The stylish Karma Sanctum hotel, on Warwick Street, has clear rock star vibes and we were immediately impressed as we were warmly greeted in the strikingly colourful ‘Hendrix-inspired’ reception area.
Our bedroom – a spacious deluxe double – was in the higher echelons of the building just one flight down from the rooftop terrace, which has a 24-hour bar and alfresco Hydro Spa for night owls wanting to keep the party going.
Dining is enjoyed in the sophisticated Wild Heart Bar & Shokudo, a place that embodies the creative spirit of the hotel with its trendy subterranean cocktail bar and Japanese restaurant featuring innovated street food dishes and sake menu.
For us, pre-dinner drinks were at newly-opened cocktail venue Nightjar which, based on Shoreditch’s original ‘speakeasy’ bar, has quickly become a Carnaby hidden gem.
After after an initial struggle to find it, we eventually settled down for two hours of slow-sipping relaxation, listening to the musical tones of a live pianist as we were taken on a mixologist’s journey from pre-prohibition times to the post-war era.
Our chosen creations included the crisp and floral gin-based Ermine, an aromatic and refreshing London Mule, the vodka-inspired Cascara with nutty and coffee notes and the full-bodied whisky-based Nightjar Boulevardier.
With appetites whetted and the night still young, we set off for dinner at one of Soho’s newest Indian restaurants – Kricket – where we tried not to make our hunger too obvious as we patiently watched the chef preparing our food in the open theatre kitchen.
As with most top Indian restaurants, it’s all about the great spicy flavours and our picks from Kricket’s mouthwatering seasonal sharing menu didn’t disappoint as we gorged on dishes including grilled butternut squash with makhani sauce, Cornish sole with Goan prawn butter, Keralan fried chicken and date and pistachio kulcha naan.
After a good night’s sleep in our super king-size bed, it was an early morning start and an eggs-inspired hotel breakfast with a couple of lattes before more retail therapy.
Our last port of call was for a really unique lunch at the small, but popular Ugly Dumpling restaurant on Newburgh Street, where a fusion of Western and Eastern flavours transformed the humble dumpling from an Asian street snack into a sit-down dining sensation.
Bringing street food into restaurants is a growing trend and Ugly Dumpling has got it spot on with its simple, but delicious menu offerings as we dined on the ‘classic’ and ‘new favourites’ platters which included flavours of aromatic duck, prawn and chive, satay chicken, cheeseburger and mushroom and truffle.

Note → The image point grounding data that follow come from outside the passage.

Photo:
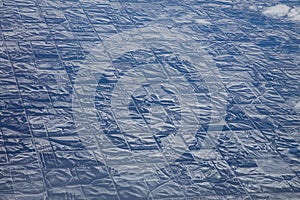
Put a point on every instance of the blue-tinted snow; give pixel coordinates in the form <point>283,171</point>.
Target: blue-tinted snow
<point>137,99</point>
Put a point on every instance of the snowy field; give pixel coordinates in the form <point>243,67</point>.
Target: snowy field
<point>149,99</point>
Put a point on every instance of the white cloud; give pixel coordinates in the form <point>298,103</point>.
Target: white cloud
<point>283,11</point>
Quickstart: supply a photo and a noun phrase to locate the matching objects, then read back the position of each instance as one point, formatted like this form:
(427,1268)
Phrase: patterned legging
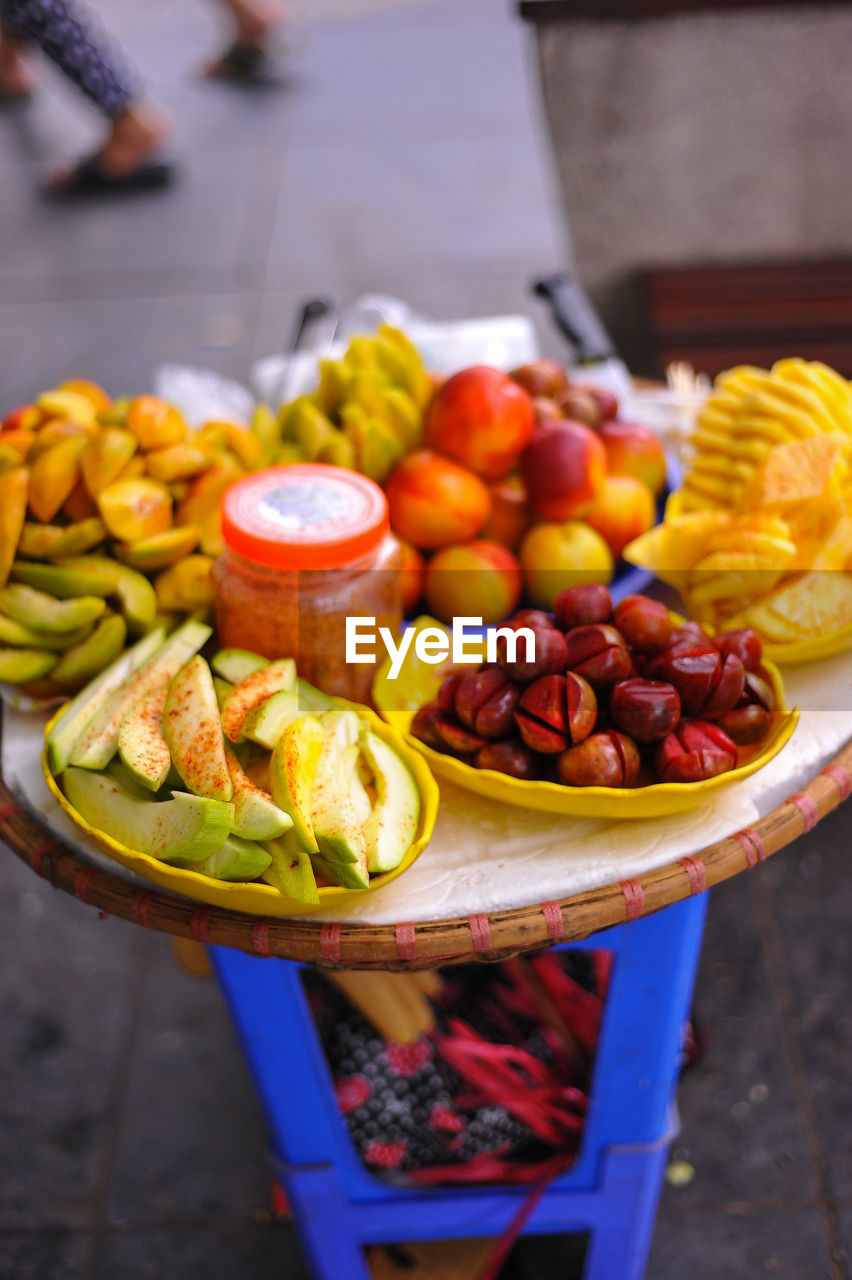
(78,48)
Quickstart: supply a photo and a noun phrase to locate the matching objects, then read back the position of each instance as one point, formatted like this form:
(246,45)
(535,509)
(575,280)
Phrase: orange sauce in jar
(306,547)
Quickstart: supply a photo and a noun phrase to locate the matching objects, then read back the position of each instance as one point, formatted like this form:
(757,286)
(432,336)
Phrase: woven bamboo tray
(435,942)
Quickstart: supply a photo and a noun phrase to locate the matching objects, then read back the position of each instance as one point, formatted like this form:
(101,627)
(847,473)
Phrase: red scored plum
(481,419)
(745,644)
(751,718)
(608,402)
(746,725)
(599,654)
(690,632)
(534,618)
(708,684)
(608,759)
(635,451)
(759,690)
(447,693)
(695,752)
(581,405)
(454,735)
(543,376)
(646,709)
(555,712)
(546,410)
(563,470)
(645,624)
(509,757)
(422,726)
(581,606)
(550,654)
(485,702)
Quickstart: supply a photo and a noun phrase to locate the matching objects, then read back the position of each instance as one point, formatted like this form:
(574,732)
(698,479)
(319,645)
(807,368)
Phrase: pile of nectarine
(525,483)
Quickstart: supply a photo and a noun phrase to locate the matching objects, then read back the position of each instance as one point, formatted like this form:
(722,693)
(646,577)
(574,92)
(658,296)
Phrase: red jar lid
(305,515)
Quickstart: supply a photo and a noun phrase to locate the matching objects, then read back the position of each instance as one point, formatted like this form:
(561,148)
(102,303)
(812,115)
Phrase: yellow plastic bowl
(256,897)
(416,684)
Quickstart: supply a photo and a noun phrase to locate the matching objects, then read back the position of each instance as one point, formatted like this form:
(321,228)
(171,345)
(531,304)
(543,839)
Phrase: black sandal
(243,64)
(87,178)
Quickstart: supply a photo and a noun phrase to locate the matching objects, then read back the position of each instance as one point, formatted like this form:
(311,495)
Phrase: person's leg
(14,81)
(253,22)
(88,60)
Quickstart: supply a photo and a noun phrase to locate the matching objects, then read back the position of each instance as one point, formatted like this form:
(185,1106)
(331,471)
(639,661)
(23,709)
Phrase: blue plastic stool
(610,1192)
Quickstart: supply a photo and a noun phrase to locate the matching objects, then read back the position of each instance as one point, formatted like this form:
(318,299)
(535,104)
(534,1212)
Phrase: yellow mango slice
(19,440)
(54,475)
(161,549)
(239,440)
(67,405)
(132,470)
(186,586)
(42,542)
(178,462)
(78,506)
(818,602)
(105,457)
(55,432)
(798,471)
(95,394)
(26,417)
(13,508)
(205,496)
(154,423)
(211,540)
(133,510)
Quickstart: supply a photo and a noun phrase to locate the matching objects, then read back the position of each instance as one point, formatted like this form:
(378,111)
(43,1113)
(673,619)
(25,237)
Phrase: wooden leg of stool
(433,1260)
(191,956)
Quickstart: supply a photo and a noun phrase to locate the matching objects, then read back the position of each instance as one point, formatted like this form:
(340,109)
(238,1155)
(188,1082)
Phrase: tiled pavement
(403,155)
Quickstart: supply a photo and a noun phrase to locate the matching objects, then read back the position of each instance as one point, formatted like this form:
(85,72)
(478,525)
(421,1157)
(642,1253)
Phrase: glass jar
(306,547)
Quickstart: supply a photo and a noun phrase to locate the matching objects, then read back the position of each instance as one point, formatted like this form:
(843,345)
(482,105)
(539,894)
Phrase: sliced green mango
(335,817)
(76,716)
(99,741)
(252,690)
(224,690)
(96,575)
(141,745)
(268,721)
(86,659)
(291,775)
(348,874)
(44,542)
(256,817)
(186,828)
(237,860)
(27,638)
(192,730)
(289,869)
(44,612)
(236,664)
(312,700)
(22,666)
(160,549)
(392,824)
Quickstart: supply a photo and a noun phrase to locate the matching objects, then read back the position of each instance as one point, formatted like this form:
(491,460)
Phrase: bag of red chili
(494,1093)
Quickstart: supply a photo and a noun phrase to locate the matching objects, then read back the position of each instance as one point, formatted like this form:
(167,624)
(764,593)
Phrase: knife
(577,320)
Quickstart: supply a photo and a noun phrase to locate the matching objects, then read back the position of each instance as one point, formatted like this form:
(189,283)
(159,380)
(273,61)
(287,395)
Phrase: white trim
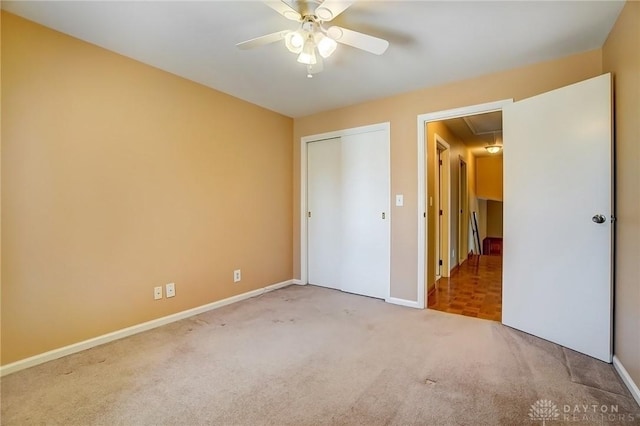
(626,378)
(135,329)
(403,302)
(422,177)
(386,126)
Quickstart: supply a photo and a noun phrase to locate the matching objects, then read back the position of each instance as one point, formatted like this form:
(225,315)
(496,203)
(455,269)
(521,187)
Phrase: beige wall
(402,111)
(489,177)
(621,56)
(118,177)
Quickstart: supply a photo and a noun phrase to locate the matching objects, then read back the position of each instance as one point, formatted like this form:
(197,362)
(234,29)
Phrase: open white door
(557,264)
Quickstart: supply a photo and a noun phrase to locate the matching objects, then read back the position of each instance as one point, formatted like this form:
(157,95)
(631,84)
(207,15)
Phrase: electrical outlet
(170,290)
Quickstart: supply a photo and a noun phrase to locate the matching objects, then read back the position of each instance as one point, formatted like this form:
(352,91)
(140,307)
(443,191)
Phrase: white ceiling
(431,43)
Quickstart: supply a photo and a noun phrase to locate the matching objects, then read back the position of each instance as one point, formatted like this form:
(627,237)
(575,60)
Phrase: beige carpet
(305,355)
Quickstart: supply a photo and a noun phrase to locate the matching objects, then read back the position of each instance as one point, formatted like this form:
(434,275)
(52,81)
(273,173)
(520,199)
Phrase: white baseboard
(626,378)
(403,302)
(135,329)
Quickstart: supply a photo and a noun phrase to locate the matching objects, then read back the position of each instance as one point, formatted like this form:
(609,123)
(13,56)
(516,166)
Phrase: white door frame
(304,275)
(423,119)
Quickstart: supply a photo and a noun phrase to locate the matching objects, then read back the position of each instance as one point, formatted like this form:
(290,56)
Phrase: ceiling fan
(312,41)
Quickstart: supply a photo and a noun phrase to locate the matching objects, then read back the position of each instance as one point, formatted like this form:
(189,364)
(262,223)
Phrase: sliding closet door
(365,214)
(348,213)
(324,176)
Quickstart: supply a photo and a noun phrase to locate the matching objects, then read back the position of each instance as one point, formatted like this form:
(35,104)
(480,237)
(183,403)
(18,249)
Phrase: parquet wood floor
(474,289)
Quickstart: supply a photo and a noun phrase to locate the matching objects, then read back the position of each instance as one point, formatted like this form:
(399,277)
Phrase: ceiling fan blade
(284,9)
(362,41)
(262,40)
(329,9)
(317,67)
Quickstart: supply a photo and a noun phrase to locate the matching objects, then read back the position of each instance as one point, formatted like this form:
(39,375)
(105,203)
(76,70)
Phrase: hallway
(474,289)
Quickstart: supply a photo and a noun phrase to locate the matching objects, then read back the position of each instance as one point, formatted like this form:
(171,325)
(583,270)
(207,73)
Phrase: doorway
(442,207)
(464,198)
(470,286)
(462,247)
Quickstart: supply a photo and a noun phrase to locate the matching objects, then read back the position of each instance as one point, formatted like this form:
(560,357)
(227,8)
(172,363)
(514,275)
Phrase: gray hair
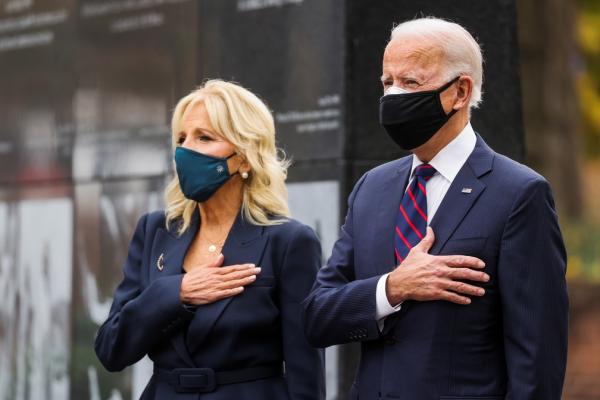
(462,53)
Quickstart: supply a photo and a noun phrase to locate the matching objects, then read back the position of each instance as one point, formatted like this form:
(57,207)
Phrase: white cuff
(383,306)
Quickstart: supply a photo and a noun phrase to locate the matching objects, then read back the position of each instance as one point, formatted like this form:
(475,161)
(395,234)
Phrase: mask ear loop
(447,85)
(442,89)
(238,171)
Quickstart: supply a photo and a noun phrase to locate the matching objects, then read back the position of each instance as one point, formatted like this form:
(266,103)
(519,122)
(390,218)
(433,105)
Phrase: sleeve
(383,306)
(304,364)
(342,309)
(139,319)
(531,276)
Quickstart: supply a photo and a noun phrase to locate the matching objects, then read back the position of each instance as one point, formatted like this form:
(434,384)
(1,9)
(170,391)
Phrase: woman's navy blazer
(261,327)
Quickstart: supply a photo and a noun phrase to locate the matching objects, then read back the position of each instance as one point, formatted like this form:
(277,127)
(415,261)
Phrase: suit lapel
(454,207)
(168,252)
(462,194)
(391,191)
(245,244)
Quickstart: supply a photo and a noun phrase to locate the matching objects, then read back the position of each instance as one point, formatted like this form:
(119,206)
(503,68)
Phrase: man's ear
(464,90)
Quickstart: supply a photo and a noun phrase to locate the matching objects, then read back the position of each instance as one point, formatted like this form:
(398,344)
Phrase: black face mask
(411,119)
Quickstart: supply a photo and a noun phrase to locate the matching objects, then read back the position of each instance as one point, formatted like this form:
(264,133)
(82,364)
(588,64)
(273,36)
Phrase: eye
(204,138)
(410,83)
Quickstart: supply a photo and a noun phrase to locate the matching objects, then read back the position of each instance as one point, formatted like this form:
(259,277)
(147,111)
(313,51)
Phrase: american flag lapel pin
(160,263)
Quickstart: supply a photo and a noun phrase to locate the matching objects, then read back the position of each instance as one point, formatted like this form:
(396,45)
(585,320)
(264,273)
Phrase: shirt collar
(453,156)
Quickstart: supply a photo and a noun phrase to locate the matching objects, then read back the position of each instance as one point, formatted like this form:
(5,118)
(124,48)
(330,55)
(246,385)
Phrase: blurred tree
(589,81)
(549,58)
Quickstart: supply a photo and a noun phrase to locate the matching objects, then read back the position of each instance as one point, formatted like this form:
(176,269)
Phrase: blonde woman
(212,285)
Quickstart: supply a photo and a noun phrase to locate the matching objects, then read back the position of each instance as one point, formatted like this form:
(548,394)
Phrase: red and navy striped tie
(411,224)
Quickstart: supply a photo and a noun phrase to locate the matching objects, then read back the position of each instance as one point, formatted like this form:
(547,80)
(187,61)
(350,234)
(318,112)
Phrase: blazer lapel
(391,191)
(462,194)
(168,252)
(454,207)
(244,244)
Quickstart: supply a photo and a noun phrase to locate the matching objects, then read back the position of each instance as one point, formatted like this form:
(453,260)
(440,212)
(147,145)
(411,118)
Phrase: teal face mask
(200,175)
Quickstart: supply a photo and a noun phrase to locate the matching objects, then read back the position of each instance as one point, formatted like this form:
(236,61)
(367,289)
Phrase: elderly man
(450,267)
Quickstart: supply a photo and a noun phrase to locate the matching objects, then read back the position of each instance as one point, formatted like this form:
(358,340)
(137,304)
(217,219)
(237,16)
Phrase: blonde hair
(462,53)
(241,118)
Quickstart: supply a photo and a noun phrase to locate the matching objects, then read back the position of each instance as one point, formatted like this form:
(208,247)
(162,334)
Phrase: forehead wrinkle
(423,59)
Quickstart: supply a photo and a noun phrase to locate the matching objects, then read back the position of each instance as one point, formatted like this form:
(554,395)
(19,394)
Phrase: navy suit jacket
(509,344)
(261,326)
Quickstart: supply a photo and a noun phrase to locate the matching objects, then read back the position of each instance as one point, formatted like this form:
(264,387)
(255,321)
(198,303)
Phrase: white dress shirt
(447,163)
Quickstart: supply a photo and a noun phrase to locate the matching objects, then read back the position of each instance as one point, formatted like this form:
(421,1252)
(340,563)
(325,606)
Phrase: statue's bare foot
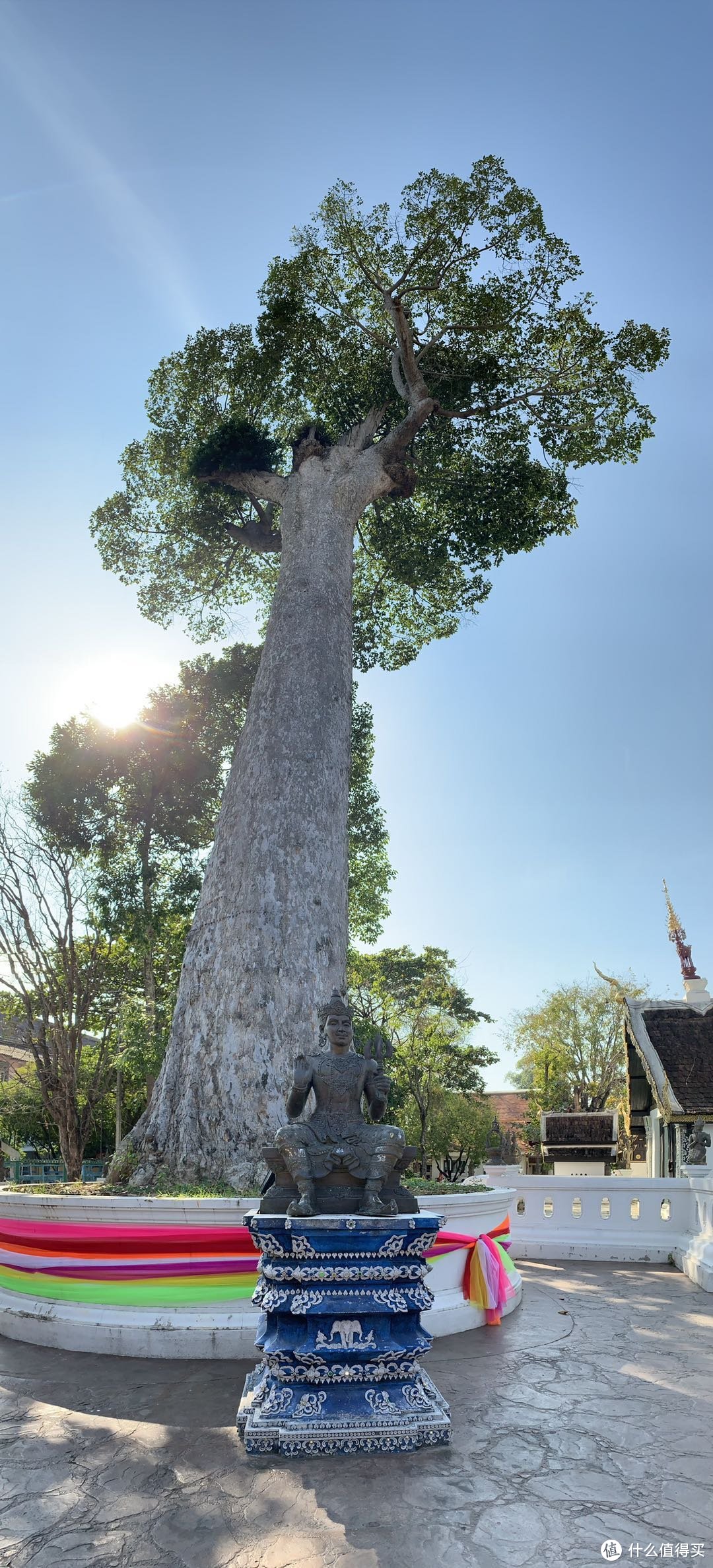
(301,1208)
(375,1206)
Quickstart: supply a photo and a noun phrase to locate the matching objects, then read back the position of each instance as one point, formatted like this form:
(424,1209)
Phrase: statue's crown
(337,1004)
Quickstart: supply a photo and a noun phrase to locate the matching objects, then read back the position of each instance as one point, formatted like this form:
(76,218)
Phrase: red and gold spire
(677,937)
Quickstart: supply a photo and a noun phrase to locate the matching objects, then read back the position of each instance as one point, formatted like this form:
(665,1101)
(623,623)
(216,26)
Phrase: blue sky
(544,769)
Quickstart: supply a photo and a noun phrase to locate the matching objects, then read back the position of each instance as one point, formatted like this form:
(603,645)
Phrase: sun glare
(112,689)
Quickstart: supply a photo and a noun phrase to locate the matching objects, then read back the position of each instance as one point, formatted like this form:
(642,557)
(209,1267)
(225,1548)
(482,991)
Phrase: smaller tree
(571,1048)
(24,1117)
(458,1133)
(416,999)
(65,973)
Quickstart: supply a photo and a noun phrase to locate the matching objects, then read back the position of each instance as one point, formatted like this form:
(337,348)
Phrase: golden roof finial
(677,937)
(674,924)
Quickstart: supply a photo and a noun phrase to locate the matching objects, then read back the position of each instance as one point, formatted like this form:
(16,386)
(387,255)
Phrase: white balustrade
(638,1221)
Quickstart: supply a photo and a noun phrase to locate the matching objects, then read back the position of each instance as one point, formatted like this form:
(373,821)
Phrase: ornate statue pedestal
(342,1338)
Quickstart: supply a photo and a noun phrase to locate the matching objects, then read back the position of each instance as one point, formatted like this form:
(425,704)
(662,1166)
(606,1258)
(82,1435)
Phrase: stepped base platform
(342,1338)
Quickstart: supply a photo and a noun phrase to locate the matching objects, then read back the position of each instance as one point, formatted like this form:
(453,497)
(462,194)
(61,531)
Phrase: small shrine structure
(669,1068)
(580,1142)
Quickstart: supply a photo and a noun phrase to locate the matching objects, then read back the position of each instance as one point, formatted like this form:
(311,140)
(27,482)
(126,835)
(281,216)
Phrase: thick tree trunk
(269,941)
(71,1141)
(149,941)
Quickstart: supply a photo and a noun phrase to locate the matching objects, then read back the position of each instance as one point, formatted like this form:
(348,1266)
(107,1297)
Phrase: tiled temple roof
(674,1042)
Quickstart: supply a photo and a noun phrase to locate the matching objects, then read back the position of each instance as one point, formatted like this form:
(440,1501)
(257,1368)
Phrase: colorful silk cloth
(189,1264)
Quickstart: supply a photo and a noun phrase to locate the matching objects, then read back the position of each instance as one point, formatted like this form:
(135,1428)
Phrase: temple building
(580,1142)
(669,1067)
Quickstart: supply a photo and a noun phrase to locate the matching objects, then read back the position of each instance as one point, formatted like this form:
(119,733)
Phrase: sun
(114,687)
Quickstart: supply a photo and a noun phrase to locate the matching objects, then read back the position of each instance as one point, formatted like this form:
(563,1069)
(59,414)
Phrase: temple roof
(674,1043)
(590,1134)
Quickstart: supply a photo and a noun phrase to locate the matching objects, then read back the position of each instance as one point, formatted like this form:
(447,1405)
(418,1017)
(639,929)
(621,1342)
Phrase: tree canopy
(454,333)
(416,1001)
(571,1048)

To our surprise, there were sweet versions too featuring nutella and pecan pie, which were heavenly.
Back at the hotel to pick up our bags we said goodbye to ‘Jimi’ one last time and headed to Piccadilly Circus for the start of our journey home, knowing full well that we’d be back to explore more of alternative London again soon.
For a Double Deluxe room at Karma Sanctum Soho, prices can vary from £180-£285 a night depending on the day.